Tuesday, July 12, 2011

How to get a flat stomach: REAL MODEL DIETS ON 2011

How-To-Get-A-Flat-Stomach today - best abs diet1 Who doesn't want a flat, firm stomach? Many people believe that sit-ups are the answer, but the truth is that they're only a part of the solution - you can't "spot reduce" belly fat in that way.

The key to killer abs and a flat stomach is to reduce your overall fat levels and minimize bloating. You can do this with a combination of cardiovascular exercise, diet and lifestyle.

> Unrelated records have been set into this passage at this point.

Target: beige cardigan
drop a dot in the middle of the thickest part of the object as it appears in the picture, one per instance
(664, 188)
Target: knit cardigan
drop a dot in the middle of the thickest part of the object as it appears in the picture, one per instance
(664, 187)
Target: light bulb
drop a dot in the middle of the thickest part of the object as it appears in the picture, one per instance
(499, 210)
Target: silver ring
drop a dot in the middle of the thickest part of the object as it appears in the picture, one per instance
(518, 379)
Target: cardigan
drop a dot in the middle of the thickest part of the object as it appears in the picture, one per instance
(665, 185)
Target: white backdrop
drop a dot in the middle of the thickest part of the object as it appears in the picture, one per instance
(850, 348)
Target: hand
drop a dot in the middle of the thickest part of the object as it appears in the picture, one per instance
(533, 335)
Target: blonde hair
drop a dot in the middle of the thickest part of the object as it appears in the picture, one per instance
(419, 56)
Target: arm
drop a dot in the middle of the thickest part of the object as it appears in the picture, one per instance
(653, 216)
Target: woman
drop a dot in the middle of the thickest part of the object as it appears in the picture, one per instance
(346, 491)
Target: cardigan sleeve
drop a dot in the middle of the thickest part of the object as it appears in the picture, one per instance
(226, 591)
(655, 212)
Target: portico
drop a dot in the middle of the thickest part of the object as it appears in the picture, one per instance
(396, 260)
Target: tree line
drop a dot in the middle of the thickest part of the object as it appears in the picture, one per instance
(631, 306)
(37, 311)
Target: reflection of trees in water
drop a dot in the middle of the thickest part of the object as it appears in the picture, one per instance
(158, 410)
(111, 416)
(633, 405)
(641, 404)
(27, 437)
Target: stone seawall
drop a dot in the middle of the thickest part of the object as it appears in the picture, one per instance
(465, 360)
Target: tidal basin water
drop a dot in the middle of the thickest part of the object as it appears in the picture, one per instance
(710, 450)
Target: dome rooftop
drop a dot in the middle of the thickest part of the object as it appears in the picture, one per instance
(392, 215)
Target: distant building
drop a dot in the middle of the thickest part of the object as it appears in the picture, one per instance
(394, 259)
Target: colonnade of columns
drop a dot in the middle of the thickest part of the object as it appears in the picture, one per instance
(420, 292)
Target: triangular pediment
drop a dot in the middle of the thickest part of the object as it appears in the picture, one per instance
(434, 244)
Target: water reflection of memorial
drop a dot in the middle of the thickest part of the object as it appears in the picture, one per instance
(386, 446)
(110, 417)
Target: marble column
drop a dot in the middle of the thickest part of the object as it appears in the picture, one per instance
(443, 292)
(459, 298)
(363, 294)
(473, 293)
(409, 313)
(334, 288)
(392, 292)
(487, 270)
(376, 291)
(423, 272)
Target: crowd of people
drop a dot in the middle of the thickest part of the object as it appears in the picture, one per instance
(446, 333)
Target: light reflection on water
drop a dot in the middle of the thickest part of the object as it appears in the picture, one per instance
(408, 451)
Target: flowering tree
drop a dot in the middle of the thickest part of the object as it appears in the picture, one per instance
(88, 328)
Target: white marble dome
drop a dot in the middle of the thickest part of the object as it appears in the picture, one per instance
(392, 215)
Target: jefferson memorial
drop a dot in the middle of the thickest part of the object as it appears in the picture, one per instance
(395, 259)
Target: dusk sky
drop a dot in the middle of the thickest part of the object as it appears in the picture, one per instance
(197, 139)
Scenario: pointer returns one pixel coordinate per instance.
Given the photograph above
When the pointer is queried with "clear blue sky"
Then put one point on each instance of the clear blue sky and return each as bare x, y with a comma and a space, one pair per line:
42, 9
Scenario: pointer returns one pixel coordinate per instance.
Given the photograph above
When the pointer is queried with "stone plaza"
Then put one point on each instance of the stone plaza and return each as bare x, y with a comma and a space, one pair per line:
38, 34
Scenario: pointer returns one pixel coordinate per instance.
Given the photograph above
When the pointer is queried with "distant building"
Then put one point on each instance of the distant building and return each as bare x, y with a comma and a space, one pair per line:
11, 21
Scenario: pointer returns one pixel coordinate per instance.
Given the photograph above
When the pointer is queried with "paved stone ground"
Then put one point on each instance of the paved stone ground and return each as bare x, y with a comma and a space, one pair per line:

Shake off that excess belly fat

The most important step towards a flat, toned tummy is to reduce your overall fat percentage, and a clean, healthy diet is the best way to embark on this mission. If you learn to love natural food, you're halfway there. Create healthy eating habits, and you'll probably find you won't even want to go back to your old unhealthy ways.

 

There's no reason you can't eat an interesting and varied diet while you're losing weight. Switch to whole grains such as brown rice, wholewheat pasta, wholewheat bread and oatmeal. Get your protein from good low-calorie sources such as chicken or turkey (without the skin), water-packed tuna, steamed/baked fish, and eggs. Fruits, veggies (maybe not legumes as they can cause bloating) and nuts are all OK. You can even have dairy products - just make sure they're low fat and unsweetened like cottage cheese, yogurt, and low fat milk.

One thing to watch out for though - food intolerances can cause the bloating (see below) that is one of the main barriers between you and a flat stomach.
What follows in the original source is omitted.